New health sensing tool measures lung function over a phone call, from anywhere in the world

SpiroCall enables patients to measure lung function over a phone call. It is designed to work with any type of phone around the world, not just smartphones.
Most people in the developing world who have asthma, cystic fibrosis or other chronic lung diseases have no way to measure how well their lungs are functioning outside of a clinic or doctor visit. But many do have access to a phone, though it may be a 10-year-old flip phone or a communal village landline instead of the latest app-driven smartphone.
That’s why University of Washington computer science and engineering and electrical engineering researchers have developed SpiroCall, a new health sensing tool that can accurately measure lung function over a simple phone call.

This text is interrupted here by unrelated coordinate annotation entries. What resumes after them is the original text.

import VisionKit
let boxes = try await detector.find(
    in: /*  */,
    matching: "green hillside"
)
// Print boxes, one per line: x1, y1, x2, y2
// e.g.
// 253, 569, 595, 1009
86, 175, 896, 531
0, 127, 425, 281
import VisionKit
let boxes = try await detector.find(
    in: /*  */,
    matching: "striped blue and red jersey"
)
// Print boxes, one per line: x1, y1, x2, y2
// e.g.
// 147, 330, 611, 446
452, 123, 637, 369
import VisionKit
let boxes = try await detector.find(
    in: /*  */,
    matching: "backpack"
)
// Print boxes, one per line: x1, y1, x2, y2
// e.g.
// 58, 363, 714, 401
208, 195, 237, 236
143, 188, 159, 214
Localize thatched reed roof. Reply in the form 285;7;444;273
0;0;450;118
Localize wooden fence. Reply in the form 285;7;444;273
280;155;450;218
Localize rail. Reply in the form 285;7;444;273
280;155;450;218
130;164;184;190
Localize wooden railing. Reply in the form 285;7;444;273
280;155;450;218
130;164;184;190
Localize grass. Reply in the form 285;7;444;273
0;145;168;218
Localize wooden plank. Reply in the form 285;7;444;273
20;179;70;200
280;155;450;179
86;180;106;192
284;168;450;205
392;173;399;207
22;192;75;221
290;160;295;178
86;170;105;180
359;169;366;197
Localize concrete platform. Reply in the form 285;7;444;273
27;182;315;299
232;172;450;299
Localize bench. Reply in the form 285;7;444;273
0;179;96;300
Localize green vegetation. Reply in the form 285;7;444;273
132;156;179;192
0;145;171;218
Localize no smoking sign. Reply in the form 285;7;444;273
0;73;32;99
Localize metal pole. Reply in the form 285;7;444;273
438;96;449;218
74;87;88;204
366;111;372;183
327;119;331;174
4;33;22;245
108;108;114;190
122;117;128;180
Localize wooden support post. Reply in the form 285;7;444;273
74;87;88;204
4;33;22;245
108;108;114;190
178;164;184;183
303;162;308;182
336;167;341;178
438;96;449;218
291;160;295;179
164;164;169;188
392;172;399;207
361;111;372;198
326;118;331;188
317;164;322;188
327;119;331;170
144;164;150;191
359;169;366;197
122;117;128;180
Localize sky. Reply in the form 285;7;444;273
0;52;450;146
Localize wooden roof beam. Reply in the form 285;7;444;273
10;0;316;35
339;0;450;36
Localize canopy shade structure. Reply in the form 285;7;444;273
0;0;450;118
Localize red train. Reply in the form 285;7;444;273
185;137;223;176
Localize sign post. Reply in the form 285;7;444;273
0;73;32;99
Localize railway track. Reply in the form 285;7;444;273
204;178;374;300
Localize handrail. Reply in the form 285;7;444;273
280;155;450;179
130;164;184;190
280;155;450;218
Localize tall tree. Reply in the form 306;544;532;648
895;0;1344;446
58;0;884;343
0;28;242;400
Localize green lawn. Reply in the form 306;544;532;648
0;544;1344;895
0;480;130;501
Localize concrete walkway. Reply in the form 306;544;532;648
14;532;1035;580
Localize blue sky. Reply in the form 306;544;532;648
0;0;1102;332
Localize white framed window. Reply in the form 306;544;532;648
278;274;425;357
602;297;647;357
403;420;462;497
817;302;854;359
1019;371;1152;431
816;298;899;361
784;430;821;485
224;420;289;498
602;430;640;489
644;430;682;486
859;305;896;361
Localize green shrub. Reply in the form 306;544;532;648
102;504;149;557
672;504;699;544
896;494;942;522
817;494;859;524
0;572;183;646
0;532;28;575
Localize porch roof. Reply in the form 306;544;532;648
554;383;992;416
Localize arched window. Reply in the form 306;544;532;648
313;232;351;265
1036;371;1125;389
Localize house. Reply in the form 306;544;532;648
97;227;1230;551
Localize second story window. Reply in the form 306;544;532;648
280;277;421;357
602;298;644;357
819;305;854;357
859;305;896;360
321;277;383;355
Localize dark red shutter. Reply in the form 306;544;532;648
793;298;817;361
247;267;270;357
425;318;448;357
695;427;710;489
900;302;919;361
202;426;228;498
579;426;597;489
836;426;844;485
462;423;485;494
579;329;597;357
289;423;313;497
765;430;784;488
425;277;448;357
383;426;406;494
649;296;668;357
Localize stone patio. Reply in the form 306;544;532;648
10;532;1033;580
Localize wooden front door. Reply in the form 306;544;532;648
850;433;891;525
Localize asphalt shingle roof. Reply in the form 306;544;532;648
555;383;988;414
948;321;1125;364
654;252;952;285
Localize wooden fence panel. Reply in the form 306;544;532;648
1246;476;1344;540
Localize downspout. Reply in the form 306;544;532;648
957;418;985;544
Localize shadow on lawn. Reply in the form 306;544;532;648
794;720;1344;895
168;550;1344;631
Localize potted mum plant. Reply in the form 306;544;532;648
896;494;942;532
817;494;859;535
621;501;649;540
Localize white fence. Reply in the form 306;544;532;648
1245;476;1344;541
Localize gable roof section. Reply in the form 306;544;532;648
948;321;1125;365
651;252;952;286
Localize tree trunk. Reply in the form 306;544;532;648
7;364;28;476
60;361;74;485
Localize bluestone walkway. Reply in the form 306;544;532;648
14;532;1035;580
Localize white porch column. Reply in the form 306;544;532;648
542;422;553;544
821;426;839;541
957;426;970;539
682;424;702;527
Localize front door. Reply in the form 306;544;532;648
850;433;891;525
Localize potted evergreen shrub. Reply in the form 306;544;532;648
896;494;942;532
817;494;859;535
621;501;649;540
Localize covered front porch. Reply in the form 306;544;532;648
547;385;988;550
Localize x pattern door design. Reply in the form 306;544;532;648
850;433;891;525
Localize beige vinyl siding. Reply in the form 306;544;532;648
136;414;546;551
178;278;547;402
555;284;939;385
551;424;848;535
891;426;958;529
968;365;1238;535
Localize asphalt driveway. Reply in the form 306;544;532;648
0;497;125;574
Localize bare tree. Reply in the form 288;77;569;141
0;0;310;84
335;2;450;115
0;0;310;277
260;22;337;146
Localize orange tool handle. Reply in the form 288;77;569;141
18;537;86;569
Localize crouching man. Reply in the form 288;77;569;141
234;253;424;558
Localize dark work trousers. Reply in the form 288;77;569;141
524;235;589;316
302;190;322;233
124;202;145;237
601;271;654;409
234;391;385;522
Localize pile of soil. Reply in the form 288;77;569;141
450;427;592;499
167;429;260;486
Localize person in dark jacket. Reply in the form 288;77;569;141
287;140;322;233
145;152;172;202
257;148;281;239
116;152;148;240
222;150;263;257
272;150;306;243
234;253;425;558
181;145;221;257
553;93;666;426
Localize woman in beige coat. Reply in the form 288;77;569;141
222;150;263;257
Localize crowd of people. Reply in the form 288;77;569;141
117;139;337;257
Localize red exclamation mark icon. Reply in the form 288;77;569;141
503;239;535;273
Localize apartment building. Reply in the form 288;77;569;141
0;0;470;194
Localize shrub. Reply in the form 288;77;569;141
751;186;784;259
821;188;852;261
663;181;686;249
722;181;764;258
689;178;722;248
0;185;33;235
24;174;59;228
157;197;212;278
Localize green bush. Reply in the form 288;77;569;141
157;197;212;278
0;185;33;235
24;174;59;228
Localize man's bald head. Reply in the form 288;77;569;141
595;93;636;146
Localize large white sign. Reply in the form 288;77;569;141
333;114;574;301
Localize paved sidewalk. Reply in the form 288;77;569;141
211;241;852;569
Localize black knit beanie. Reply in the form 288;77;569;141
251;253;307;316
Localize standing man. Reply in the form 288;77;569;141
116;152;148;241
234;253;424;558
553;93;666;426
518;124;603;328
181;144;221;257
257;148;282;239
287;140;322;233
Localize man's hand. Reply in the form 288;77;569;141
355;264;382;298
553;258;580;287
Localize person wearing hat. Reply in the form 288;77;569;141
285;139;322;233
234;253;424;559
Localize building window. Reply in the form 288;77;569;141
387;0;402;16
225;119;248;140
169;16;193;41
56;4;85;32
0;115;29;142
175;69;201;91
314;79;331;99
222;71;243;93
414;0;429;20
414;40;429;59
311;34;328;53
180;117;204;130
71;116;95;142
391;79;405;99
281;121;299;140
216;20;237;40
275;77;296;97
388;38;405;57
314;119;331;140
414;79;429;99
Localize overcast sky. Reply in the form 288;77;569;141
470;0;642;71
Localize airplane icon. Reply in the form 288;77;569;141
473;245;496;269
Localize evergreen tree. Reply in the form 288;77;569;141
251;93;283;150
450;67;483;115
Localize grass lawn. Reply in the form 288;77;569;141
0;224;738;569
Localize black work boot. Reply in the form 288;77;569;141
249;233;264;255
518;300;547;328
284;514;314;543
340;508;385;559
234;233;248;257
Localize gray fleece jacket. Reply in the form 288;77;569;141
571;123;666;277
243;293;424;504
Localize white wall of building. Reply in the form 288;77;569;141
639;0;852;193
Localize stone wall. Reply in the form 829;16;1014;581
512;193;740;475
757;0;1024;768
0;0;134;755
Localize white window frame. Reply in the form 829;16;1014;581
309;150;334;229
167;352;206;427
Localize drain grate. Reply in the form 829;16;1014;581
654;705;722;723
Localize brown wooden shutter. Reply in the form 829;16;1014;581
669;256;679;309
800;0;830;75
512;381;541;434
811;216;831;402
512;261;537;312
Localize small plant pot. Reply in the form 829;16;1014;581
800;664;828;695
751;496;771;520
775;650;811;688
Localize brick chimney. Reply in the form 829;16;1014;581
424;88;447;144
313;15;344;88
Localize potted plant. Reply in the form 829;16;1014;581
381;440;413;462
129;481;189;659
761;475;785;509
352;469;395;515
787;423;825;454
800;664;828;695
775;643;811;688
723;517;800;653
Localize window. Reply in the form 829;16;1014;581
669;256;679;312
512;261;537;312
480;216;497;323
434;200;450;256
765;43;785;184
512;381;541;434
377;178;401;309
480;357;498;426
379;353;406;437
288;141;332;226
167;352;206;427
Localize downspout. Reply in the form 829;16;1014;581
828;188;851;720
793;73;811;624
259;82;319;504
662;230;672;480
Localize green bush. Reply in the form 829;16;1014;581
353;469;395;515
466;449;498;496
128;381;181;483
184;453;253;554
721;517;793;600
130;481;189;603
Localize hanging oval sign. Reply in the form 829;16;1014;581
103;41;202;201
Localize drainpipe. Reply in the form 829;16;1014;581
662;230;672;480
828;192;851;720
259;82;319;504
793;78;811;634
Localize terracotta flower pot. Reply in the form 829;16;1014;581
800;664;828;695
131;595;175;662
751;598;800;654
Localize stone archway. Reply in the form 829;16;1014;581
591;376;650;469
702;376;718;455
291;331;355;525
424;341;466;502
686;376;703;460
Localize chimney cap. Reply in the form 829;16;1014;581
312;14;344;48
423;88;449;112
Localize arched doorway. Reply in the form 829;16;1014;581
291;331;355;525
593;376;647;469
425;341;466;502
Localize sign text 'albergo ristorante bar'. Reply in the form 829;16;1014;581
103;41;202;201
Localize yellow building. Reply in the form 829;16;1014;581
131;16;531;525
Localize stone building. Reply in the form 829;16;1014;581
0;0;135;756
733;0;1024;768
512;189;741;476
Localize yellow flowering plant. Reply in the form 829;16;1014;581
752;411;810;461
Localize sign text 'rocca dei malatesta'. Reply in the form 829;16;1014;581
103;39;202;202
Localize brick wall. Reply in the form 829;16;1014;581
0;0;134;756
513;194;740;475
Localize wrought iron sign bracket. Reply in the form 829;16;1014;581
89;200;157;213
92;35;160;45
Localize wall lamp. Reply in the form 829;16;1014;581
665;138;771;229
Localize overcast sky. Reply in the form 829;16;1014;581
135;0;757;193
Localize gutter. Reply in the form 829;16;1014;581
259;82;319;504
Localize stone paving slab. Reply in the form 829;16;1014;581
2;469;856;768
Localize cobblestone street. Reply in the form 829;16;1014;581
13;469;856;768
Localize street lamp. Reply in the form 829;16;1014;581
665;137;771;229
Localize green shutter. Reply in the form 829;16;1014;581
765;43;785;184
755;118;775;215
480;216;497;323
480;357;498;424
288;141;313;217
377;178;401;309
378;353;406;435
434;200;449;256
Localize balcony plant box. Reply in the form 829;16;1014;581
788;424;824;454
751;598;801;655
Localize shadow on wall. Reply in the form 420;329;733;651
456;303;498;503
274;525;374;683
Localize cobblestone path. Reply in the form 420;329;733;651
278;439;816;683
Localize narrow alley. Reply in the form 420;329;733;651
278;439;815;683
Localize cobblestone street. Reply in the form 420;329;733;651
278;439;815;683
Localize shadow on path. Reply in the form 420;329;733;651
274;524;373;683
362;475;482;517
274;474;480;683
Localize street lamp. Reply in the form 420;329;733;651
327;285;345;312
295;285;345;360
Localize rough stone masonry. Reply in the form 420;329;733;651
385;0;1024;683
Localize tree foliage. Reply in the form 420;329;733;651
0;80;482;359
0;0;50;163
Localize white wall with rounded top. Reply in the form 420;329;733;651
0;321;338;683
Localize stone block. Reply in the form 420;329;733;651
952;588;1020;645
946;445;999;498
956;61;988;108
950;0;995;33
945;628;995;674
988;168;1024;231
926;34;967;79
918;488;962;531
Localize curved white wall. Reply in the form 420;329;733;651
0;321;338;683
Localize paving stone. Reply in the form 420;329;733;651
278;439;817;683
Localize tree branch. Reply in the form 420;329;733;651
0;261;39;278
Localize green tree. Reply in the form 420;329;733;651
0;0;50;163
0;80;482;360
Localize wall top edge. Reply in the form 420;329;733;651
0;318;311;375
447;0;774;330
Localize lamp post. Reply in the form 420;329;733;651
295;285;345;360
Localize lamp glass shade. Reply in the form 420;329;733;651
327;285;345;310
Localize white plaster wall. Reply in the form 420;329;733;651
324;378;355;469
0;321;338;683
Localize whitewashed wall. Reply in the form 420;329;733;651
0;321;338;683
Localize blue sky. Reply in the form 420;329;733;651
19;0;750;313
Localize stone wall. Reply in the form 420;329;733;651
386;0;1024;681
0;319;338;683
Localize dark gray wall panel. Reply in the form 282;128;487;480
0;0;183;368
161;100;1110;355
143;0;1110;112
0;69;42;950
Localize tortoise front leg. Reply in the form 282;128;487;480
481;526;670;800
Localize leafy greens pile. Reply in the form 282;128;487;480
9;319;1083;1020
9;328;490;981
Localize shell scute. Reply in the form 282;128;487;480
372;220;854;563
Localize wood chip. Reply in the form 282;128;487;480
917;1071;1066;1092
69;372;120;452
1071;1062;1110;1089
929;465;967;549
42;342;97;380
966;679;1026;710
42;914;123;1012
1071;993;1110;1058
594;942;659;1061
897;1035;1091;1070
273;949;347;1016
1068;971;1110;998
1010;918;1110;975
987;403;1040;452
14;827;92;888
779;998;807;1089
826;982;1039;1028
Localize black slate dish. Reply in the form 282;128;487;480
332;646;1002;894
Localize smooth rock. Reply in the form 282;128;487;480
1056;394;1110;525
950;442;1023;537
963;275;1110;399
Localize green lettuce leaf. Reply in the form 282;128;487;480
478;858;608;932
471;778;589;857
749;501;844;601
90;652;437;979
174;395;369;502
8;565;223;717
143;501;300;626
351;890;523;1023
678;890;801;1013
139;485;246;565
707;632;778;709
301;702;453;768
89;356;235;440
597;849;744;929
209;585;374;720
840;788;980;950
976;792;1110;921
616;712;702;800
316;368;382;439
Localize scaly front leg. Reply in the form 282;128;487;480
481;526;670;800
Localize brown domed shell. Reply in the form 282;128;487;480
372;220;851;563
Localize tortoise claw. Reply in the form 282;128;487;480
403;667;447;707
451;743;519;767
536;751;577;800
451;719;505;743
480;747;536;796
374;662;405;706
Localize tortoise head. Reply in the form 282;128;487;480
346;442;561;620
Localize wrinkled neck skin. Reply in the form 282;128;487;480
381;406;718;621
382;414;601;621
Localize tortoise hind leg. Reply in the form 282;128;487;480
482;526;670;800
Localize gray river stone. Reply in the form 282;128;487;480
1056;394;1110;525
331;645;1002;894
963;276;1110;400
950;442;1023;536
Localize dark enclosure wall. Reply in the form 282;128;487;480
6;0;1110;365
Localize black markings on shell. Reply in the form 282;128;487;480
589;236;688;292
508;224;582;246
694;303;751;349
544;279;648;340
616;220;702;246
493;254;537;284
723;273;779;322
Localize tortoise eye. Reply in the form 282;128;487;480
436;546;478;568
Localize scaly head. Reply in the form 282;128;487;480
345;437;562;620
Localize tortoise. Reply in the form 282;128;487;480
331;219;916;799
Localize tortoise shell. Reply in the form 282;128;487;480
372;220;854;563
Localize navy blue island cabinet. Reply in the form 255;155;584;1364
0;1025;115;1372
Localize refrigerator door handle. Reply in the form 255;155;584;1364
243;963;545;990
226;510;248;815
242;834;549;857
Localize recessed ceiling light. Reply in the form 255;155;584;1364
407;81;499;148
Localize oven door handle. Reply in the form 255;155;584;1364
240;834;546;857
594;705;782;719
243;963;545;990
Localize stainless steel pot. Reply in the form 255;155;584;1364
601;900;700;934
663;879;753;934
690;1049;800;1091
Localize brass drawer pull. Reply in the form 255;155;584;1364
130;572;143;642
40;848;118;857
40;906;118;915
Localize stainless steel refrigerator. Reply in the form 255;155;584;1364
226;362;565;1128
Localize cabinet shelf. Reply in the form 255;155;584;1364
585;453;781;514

A paper to be presented shows that SpiroCall’s results came within 6.2 percent of results from clinical spirometers used in hospitals and doctor’s offices, meaning it meets the medical community’s standards for accuracy.
‘We wanted to be able to measure lung function on any type of phone you might encounter around the world – smartphones, dumb phones, landlines, pay phones,’ said Shwetak Patel, Washington Research Foundation endowed professor of computer science & engineering and electrical engineering at the UW. ‘With SpiroCall, you can call a 1-800 number, blow into the phone and use the telephone network to test your lung function.’
In 2012, researchers from the UW’s UbiComp Lab introduced SpiroSmart – which lets people monitor their lung function by blowing into their smartphones.
The patients take a deep breath in and exhale as hard and fast as they can until they can’t exhale any more. The phone’s microphone senses sound and pressure from that exhalation and sends the data to a central server, which uses machine learning algorithms to convert the data into standard measurements of lung function.